A drug dependency that is isolated to criteria #1 to #5 would be described as psychological. The meeting of criteria #6 or #7 indicates the dependency is also a physical one. The physical benefits of anabolic/androgenic steroids complicate the matter of drug dependency a great deal. Unlike narcotics, the main motivator behind the use of steroids is their positive effect on muscle and performance. With this in mind, steroid addiction could actually be a misdiagnosis for muscle dysmorphia in many cases. This is a psychological disorder characterized by persistent feelings of physical inadequacy in spite of extreme muscular development. Steroid abuse (often extreme) is highly common in muscle dysmorphics, along with compulsive resistance training. But steroid abuse is regarded as a symptom of this disorder, not a cause. In a similar sense, the physique-, strength-, and performance-improving qualities of
anabolic/androgenic steroids could be driving much or all of the abuse. An analogy would be the so-called addiction to chocolate. Some individuals develop tangible psychological issues surrounding the consumption of chocolate, with uncontrolled binging and negative social and health consequences. But we do not regard chocolate itself as a substance that causes dependency.
There is some evidence that the reinforcing qualities of steroid use go beyond an attraction to their physical benefits. Lab animals such as mice and hamsters will repeatedly self-administer testosterone and other anabolic/androgenic steroids for example, an effect that cannot be caused by a perception of physical change. Testosterone is also known to interact with the mesolimbic dopamine system, which is common with other drugs of abuse. Studies additionally suggest that anabolic/androgenic steroids influence dopamine transporter density and increase sensitivity of the brain reward system. Steroids are known to influence psychology, and abusers commonly report an increased sense of wellness, vitality, and confidence when taking AAS drugs. Some speculate this is due in part to an inherent psychoactive effect. Further research is needed to determine if anabolic/androgenic steroids are actually mild psychoactive drugs.
Anabolic/androgenic steroids are not drugs of marked intoxication, which makes them very different from other drugs and abuse or dependency. This makes diagnosing a drug dependency difficult.
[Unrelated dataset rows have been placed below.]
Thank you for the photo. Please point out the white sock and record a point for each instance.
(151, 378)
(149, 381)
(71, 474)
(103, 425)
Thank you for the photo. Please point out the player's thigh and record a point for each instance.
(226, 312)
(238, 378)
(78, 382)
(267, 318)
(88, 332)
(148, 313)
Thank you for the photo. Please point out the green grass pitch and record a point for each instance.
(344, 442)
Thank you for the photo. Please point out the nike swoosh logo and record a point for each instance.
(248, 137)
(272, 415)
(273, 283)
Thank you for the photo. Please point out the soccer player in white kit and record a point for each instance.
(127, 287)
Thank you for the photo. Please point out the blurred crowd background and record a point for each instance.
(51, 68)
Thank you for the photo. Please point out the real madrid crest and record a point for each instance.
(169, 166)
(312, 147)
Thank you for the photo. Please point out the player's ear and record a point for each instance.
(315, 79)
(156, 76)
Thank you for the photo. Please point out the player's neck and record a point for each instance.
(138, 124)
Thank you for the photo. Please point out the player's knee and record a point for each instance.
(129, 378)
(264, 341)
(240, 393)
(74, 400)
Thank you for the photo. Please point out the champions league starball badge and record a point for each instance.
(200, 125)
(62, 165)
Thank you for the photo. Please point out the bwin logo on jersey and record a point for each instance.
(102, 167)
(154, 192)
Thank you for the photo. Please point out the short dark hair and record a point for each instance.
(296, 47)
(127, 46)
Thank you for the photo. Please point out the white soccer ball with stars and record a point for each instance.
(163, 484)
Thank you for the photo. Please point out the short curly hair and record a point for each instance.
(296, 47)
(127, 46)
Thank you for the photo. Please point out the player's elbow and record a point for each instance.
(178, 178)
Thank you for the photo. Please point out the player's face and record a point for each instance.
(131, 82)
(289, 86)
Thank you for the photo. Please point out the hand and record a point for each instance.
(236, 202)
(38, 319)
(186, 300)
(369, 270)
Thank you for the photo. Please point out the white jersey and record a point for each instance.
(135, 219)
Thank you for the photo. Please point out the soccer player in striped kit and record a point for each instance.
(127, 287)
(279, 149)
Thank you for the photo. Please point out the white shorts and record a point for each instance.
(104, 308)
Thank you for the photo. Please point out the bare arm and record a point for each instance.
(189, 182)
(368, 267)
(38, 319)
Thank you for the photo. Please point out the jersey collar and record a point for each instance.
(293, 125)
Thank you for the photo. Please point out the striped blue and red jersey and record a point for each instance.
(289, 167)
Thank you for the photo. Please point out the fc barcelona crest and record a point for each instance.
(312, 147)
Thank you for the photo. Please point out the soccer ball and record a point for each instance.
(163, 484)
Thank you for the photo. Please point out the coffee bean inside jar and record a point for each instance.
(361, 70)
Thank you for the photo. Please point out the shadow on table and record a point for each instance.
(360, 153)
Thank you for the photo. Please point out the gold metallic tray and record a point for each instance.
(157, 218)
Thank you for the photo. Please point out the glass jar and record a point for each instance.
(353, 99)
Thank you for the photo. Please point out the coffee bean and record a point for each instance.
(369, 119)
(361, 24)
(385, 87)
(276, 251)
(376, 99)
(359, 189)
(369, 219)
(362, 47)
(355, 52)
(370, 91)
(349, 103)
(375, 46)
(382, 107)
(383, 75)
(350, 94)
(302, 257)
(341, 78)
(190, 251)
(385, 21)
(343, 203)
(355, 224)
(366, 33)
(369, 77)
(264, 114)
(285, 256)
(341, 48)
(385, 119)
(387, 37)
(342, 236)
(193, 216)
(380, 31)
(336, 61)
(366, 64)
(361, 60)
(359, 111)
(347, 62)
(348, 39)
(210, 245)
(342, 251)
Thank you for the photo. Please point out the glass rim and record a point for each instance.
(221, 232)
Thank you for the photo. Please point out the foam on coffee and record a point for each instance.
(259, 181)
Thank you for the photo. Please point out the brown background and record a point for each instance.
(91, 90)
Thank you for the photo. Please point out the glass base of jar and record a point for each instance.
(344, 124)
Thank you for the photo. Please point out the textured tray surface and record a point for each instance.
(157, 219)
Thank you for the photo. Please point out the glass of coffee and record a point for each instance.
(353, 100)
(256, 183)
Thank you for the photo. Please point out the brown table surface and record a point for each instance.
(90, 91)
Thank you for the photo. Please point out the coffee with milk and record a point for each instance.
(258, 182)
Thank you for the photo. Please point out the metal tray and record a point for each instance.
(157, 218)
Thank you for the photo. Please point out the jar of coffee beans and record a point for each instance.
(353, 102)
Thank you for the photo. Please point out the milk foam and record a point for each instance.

By definition, drug dependency is related to the abuse of a psychoactive substance, and it is unknown if AAS drugs can accurately be classified as psychoactive substances. At the present time, most experts do not regard anabolic/androgenic steroids as drugs of true physical dependency. It is difficult to correlate the post-cycle hormone imbalance with traditional withdrawal symptoms,and tolerance is really a function of metabolic limits on muscle growth, not necessarily a diminishing biological effect. Individuals remain warned, however, that steroid abuse is commonly associated with the signs of psychological dependency. Further research is needed to evaluate the biological and psychological nature of steroid abuse.